Bitcoin was the first cryptocurrency, and blockchain technology has evolved significantly since then. While proof-of-work is necessary to maintain the hardest form of money and facilitate the creation of a reputable store-of-value asset, there may be other blockchain mechanisms, such as proof-of-stake, which could suit a payment process better. However, for now, this is all speculation – perhaps Bitcoin will dominate the payment space too.
The consequences here will likely be seismic for the industry at large. Middlemen claiming fees on all sorts of expenses (credit card payments, asset custody, international transfers, remittances, liquidity providers to name a few) will see their industries upended, while speed and efficiency could improve as fragmented industries become streamlined – if, and it’s a big if – crypto delivers on its promise.
Barriers to entry
So, what is making people think twice about the inevitably of cryptocurrency mass adaptation?
Unsurprisingly, regulatory barriers place highly, with 63% of respondents citing it as the biggest obstacle to the use of digital assets globally. The financial services industry is one of the most heavily regulated in the world, and the back-and-forth between users and regulators frequently makes headlines.
While many assume that regulation will catch up with crypto and a natural middle ground will be found as the industry matures, perhaps more surprising is the fact that cybersecurity places above regulatory concerns in first place. Crypto has come a long way from the days of seemingly daily high-profile hacks, such as the Mt Gox hack in 2014, and constant links to the dark web and illegal criminal acts.
However, this data reinforces the fact that crypto still represents an enigmatic and murky asset class to the majority. Anonymous, irreversible and highly complex, blockchain assets still intimidate many unimitated with the technology. Coupled with the frequent media headlines, such as this CNN article outlining that scammers took off with $14 billion in 2021, it’s no surprise fraud features so highly.

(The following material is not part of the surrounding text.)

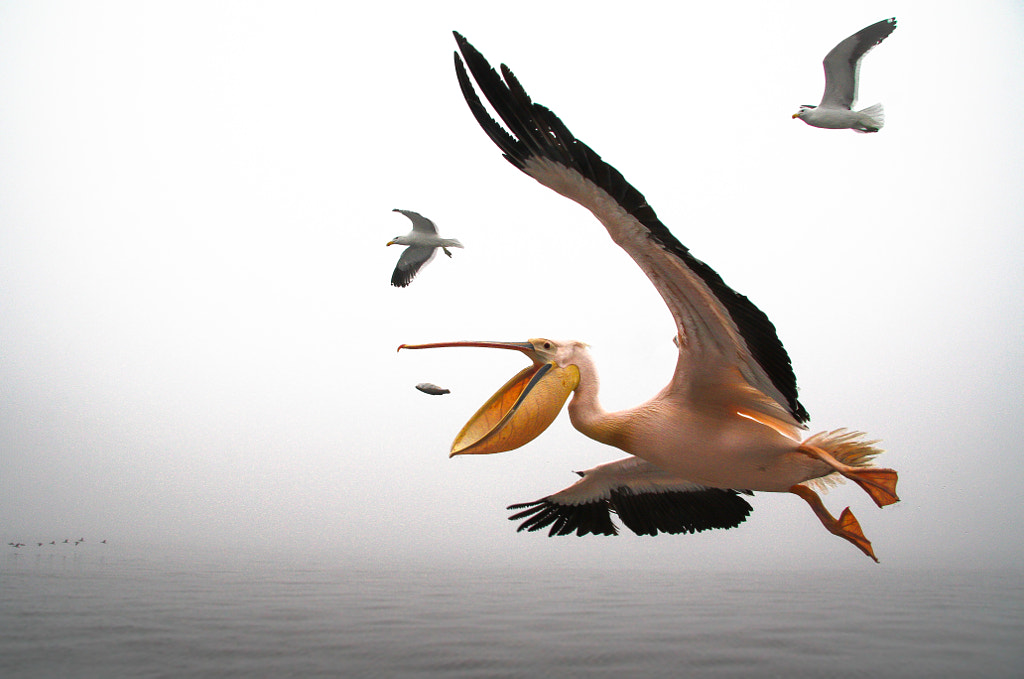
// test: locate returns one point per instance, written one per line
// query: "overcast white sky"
(198, 333)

· Over 75% of financial services industry (FSI) respondents strongly or somewhat agree that their organization will lose an opportunity for competitive advantage if they fail to adopt blockchain and digital assets
This above stat we find especially interesting. It highlights how the speed of crypto adoption over the last two years has put businesses on notice. Crypto has come from almost nothing to a topic which graces financial news sections daily, for better or worse. As with any great disruption, especially when technology is involved, there will inevitably be losers, as companies and industries transform as a result of the advances.
This goes beyond companies, too – the biggest Bitcoin bull of them all, El Salvador President Nayib Bukele, claims soon it will be irresponsible for countries not to own Bitcoin, such is its scarcity and inevitable price increase. When we see 75% of respondents opine that their companies may lose an edge if they don’t give in to the technology, it draws up reminders of the social media revolution sweeping business last decade, or the Internet at large before that.

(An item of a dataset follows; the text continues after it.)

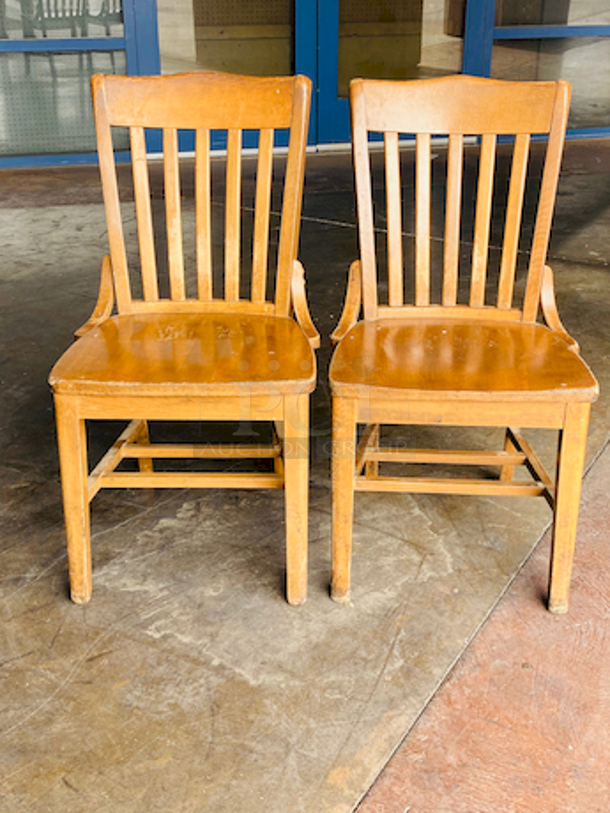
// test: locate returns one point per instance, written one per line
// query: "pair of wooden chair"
(235, 341)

There’s no doubt that this data paints an extremely bullish picture for the continued growth of cryptocurrency.
While we need to remain cognisant that the demographic here perhaps is more crypto-centric than the average citizen, it’s still very promising for digital asset enthusiasts. It’s yet another signal of the legitimacy that cryptocurrency has achieved as an asset class in the mainstream eye.
The ramifications of some of the above predictions are enormous – make no mistake, the financial and monetary environments at large would be completely transformed.
However, whether these opinions come true or not, and to what extent, is a different story. I guess we will have to wait and see – but it should be a fun ride either way.